I have a kidney stone (8 mm. estimate). It is located in my distal ureter (that means close to the bladder). I've seen the CT scan, and the stone is -- literally -- almost at the bladder. Maybe an inch or so.
I have been put on a Flomax-type alpha blocker (which causes the walls of the ureter to expand slightly) in the hopes that the stone will be able to pass.
Here's my problems/questions:
I have very little pain. In fact, it's only a mild discomfort. The CAT scan reveals that my kidneys are fine. So the stone is not creating a complete blockage. Is surgical intervention necessary? I would much rather cope with indefinite mild discomfort than go in for a procedure that requires me being intubated and unconscious.
Why? The medical people I am speaking with have a tendency to speak down to me. I understand that the whole "speak to them like they're 12" is ingrained in medical school, but I am really coming away with a sense of being "product" for them to process, some sort of idiot who should understand that complications are uncommon and just shut up and do what we say. I am not comfortable in extending trust to people who keep talking over me and not answering my questions (I had to repeat one question four times before I got an answer). Question: How common are complications? By complication, I mean something like waking up with brain damage because the anesthesiologist was trying to decide what to order for lunch and became absent-minded, or getting a kidney punctured when they insert the stent.
Also, about that stent. Why would they insert a stent INTO my kidney when the stone is only a few inches from my bladder? That was mentioned in the explanation. Why stick a tube all the way into a kidney that's doing fine on its own? I get the sense of "Hot dog! Can't wait to do EVERYTHING to this guy whether he needs it or not! What's he gonna do? Sue us? No one ever wins those suits, no matter how badly we screw 'em up." Question: Why does a stent need to go all the way into the kidney for a stone right near the bladder?
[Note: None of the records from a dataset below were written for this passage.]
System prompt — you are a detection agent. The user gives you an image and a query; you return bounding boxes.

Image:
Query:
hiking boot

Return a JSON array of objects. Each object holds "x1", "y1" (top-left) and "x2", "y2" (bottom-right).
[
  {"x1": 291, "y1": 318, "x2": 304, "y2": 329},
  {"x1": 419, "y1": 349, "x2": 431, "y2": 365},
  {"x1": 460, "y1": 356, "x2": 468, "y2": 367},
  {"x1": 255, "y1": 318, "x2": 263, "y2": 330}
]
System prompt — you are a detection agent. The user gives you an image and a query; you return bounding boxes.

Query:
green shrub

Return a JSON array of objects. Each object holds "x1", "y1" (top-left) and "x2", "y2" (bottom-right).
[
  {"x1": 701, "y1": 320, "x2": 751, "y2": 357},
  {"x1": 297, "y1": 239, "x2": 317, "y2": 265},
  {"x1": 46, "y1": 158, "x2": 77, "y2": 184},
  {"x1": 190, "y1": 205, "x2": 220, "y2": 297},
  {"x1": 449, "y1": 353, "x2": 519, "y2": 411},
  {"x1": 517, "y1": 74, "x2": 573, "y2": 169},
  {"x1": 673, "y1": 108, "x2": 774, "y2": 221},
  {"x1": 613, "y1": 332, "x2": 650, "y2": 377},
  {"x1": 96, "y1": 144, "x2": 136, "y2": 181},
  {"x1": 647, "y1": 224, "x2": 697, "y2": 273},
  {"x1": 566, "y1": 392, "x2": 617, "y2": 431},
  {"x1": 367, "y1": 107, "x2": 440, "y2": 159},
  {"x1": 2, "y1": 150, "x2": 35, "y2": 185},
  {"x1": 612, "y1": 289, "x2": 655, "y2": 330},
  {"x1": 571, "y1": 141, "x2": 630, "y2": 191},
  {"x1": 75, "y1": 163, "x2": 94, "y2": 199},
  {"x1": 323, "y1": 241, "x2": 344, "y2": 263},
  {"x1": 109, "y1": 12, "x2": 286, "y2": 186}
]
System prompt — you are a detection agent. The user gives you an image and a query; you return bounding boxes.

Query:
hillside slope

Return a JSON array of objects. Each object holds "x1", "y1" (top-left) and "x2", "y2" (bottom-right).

I also get a sense of, well, almost a greed for getting me into surgery. It's like they're trying for a quota. If a ureteroscopy is necessary, then okay, it's necessary. But I really get a sense of it being more a case of "No. You could leave this alone indefinitely, and the stone might pass on its own in three, four, maybe even five months. But if you did that, we couldn't do all the cool stuff we'd like to. You know, we don't get experience giving you Flomax and waiting for you to pass it on your own." Question: Has anyone had success with the wait and see approach for a stone distally located? Or am I just setting myself up for a trip to the ER some day in the future, screaming in agony the whole way?
So, has anyone had success passing a stone with Flomax? Does anyone know what the percentage of success is with Flomax (10%, 20%, 50%)? How about the degree to which Flomax increases the diameter of the ureter (5%, 50%, 2,000%?)